Any employee who is summoned to a disciplinary hearing or grievance meeting by their employer is entitled to bring a companion to the meeting. This right stems from statute and is echoed in the ACAS Code of Practice. The companion may be either a work colleague or trade union official.
The ACAS Code expressly states that to exercise the right to be accompanied, the employee must make a “reasonable request”. Examples of possible unreasonable requests include employees from remote geographical areas where a more local companion is available, or a companion who might prejudice the meeting itself.

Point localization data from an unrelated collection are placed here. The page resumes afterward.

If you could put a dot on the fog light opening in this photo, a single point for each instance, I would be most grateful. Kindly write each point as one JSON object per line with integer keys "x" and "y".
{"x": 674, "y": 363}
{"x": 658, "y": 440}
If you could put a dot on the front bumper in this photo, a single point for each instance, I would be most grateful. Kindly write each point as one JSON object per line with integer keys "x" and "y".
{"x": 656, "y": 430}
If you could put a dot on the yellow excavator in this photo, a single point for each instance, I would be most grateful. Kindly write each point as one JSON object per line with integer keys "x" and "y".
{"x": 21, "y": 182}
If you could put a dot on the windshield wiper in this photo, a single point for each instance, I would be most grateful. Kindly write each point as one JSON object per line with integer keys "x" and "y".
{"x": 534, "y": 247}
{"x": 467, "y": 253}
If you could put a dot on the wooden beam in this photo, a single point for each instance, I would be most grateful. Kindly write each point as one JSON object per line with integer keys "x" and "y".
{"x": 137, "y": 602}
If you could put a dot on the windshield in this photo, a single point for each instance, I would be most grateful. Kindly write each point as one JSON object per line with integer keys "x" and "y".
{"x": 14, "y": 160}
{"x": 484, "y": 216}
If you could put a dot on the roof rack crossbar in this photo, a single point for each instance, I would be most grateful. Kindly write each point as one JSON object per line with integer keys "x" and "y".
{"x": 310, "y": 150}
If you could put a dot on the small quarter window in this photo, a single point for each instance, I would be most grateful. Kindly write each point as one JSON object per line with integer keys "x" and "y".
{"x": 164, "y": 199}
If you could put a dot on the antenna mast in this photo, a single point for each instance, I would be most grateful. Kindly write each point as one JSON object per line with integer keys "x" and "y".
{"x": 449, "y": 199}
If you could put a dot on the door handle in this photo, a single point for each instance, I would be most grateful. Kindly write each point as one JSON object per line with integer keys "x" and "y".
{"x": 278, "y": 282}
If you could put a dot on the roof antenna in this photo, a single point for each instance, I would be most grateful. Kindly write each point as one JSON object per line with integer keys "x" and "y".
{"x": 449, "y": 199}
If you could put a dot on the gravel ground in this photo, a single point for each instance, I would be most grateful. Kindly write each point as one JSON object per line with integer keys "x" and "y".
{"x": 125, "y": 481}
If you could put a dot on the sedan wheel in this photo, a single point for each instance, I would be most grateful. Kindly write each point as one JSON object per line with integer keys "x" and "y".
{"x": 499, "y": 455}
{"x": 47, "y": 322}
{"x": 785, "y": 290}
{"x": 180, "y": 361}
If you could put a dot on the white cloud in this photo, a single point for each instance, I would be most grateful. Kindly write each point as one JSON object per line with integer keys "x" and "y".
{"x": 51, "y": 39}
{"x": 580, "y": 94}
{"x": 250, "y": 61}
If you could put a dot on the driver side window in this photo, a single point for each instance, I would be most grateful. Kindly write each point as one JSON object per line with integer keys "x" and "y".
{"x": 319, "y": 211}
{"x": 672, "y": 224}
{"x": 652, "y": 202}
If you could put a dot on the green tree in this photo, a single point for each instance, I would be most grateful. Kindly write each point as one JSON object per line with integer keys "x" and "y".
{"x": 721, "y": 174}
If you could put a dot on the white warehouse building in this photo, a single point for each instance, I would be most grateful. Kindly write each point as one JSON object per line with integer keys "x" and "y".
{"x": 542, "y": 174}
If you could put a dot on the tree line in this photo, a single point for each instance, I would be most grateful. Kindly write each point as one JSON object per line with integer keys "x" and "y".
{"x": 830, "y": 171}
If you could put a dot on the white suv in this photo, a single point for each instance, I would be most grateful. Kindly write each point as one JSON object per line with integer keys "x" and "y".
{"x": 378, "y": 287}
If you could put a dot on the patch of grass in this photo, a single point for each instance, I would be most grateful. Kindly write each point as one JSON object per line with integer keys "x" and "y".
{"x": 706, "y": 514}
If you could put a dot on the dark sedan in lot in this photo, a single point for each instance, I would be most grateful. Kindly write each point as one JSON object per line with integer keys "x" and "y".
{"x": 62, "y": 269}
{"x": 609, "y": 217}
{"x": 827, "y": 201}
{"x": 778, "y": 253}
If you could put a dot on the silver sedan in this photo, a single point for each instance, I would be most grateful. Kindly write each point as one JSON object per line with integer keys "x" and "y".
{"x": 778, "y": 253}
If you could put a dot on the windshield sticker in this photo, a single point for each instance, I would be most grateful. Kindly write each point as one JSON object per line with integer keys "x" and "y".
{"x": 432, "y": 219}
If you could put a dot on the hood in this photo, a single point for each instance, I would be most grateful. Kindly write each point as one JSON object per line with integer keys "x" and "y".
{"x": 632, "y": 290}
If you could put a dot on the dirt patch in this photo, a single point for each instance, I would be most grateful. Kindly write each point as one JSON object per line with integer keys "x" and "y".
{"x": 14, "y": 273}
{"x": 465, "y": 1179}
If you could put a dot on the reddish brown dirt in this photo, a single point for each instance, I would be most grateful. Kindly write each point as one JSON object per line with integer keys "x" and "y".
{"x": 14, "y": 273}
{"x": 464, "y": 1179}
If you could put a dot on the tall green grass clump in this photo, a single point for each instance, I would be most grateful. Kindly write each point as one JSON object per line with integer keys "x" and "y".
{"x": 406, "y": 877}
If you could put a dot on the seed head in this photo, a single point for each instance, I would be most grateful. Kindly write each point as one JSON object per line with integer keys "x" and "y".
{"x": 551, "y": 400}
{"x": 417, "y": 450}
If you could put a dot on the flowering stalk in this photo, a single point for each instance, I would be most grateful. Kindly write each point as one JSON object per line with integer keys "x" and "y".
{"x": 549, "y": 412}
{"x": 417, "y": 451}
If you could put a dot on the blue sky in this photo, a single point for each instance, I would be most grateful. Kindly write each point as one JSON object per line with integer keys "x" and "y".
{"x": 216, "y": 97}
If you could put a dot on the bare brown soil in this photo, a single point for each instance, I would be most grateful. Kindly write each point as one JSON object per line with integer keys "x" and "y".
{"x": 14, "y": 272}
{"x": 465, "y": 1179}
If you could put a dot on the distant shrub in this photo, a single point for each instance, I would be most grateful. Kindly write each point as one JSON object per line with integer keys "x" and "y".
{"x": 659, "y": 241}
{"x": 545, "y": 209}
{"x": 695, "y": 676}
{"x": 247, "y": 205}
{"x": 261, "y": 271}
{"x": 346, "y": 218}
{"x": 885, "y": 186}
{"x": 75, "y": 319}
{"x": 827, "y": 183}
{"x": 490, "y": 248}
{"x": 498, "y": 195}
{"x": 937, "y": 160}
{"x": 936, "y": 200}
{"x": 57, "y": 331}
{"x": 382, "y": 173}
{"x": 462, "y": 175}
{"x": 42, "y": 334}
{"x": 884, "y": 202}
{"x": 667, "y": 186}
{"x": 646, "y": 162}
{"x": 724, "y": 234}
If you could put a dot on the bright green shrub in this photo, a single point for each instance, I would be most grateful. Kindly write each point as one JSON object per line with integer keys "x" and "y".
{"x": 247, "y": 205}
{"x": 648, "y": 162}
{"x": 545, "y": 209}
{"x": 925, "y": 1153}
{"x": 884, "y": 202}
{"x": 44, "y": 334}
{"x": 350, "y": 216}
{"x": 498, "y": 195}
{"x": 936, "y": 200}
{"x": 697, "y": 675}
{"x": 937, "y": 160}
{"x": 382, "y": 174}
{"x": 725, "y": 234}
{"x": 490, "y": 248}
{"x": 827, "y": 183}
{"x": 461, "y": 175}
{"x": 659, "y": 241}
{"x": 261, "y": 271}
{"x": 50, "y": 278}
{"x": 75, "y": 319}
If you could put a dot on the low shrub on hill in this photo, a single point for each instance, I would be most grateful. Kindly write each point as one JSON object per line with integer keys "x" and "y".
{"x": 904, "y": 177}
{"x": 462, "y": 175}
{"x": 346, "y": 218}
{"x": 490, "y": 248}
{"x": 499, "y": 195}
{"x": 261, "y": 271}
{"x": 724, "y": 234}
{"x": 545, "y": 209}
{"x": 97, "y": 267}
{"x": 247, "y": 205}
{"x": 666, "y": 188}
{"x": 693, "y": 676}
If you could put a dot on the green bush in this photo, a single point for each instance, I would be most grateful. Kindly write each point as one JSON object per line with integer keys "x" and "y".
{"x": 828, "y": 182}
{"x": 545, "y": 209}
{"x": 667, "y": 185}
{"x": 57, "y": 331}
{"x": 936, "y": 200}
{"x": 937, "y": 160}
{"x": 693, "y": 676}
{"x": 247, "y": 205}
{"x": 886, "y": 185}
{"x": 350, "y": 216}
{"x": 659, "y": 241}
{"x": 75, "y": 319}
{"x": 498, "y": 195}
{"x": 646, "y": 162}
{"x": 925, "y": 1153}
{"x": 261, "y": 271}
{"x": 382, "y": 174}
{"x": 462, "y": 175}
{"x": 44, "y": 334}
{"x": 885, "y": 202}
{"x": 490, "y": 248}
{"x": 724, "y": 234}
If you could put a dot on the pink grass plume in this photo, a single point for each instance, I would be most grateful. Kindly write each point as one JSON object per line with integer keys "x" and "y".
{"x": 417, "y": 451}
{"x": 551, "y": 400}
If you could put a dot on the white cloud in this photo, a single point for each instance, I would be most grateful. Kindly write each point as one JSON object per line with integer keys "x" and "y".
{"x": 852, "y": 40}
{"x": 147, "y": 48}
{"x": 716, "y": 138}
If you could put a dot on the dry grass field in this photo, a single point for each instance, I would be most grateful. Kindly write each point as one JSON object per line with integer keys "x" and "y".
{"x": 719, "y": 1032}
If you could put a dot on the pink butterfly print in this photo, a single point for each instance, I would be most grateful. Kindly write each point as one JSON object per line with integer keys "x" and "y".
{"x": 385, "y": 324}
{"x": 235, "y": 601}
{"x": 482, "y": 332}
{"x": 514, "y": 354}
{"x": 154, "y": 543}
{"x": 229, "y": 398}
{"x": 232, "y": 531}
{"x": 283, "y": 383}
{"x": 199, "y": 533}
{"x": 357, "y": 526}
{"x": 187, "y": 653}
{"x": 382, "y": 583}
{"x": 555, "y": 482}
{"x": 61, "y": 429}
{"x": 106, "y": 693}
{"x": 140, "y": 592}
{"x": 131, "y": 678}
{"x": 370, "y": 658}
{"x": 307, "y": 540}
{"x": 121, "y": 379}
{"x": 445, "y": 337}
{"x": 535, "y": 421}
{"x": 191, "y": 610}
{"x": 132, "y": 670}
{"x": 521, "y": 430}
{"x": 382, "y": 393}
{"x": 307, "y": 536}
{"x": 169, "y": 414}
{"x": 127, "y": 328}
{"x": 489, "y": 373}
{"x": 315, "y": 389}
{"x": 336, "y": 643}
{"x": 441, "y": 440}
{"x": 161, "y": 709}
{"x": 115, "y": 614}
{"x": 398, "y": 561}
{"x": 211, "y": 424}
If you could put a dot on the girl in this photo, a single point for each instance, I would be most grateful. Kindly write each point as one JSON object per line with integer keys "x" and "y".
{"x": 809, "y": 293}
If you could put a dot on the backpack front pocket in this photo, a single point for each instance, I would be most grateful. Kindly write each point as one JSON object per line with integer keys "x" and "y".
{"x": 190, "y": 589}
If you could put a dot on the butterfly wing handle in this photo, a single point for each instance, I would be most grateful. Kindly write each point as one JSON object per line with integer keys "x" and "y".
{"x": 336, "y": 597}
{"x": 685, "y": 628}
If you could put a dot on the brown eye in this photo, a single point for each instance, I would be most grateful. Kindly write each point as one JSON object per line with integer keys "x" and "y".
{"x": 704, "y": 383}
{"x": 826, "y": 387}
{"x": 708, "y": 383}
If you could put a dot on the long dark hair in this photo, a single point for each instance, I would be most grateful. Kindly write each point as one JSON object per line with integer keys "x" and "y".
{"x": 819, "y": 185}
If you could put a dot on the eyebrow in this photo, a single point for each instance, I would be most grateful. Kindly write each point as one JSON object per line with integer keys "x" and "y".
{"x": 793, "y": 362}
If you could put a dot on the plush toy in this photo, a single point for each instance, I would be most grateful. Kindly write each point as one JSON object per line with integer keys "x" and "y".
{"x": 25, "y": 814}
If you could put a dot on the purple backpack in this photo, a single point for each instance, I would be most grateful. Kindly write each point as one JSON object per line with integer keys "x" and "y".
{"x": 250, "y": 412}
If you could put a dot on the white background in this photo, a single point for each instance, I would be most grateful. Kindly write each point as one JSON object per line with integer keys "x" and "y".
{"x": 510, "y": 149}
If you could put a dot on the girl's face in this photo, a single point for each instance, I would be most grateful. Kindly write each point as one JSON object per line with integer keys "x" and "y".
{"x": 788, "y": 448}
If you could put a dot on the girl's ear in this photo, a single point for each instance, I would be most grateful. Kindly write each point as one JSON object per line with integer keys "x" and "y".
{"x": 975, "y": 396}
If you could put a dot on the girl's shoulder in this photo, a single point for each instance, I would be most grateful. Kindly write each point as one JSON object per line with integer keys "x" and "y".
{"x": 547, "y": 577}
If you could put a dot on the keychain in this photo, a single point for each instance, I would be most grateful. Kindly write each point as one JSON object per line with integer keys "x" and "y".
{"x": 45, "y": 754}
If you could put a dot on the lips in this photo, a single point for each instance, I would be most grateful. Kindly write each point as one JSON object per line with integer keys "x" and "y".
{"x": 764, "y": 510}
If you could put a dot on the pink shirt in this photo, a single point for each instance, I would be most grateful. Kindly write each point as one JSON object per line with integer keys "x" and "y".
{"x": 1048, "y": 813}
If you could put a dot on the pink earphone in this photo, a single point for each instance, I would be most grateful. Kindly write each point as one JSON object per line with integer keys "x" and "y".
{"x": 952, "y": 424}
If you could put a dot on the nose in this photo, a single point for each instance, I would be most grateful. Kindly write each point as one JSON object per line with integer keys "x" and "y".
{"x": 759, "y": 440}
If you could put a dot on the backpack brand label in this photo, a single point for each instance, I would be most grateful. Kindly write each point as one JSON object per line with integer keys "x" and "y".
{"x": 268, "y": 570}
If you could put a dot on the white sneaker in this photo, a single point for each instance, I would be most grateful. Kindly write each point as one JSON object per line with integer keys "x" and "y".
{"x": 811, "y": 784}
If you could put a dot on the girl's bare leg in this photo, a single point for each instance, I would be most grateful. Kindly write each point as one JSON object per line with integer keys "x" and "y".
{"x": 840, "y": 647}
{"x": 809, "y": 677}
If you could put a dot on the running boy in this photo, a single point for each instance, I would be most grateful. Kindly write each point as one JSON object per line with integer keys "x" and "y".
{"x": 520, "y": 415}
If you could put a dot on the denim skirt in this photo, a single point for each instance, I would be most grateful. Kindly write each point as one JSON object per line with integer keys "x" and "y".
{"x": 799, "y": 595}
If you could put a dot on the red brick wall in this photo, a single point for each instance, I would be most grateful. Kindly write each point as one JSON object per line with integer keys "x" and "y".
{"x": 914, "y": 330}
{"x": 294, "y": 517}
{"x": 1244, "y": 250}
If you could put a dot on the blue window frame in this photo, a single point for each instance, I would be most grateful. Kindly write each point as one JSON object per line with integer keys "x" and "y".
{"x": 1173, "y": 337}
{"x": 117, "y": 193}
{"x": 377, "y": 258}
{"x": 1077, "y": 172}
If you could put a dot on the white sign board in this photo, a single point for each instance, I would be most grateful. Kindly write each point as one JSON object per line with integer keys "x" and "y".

The legislation which creates the right to bring a companion says nothing about reasonableness – the right is absolute so long as the person is either a work colleague or trade union official. Given the inconsistency between the ACAS Code and the legislation, which one should trump the other?
Guidance was offered by the EAT in Toal and another v GB Oils Ltd where it was held that the employer acted unlawfully in insisting that the employee brought a different companion from the employee’s chosen companion. The right to bring a companion is absolute and cannot be fettered by the ACAS Code’s reference to reasonableness.
An employer who breaches the obligation to allow a companion can face an employment tribunal claim. The tribunal has discretion to award compensation capped at two weeks’ pay (which is also subject to the cap of £464 per week). It was suggested that Toal should be awarded £2!
Perhaps not high value claims however employers should be aware that employees have free reign to select who they wish as a companion so long as they are within the goalposts of being work colleague or trade union official. A failure by the employer to play by the rules could potentially impact on the fairness of the dismissal.
An amended version of the ACAS Code, to reflect the outcome of Toal, was placed before Parliament last week.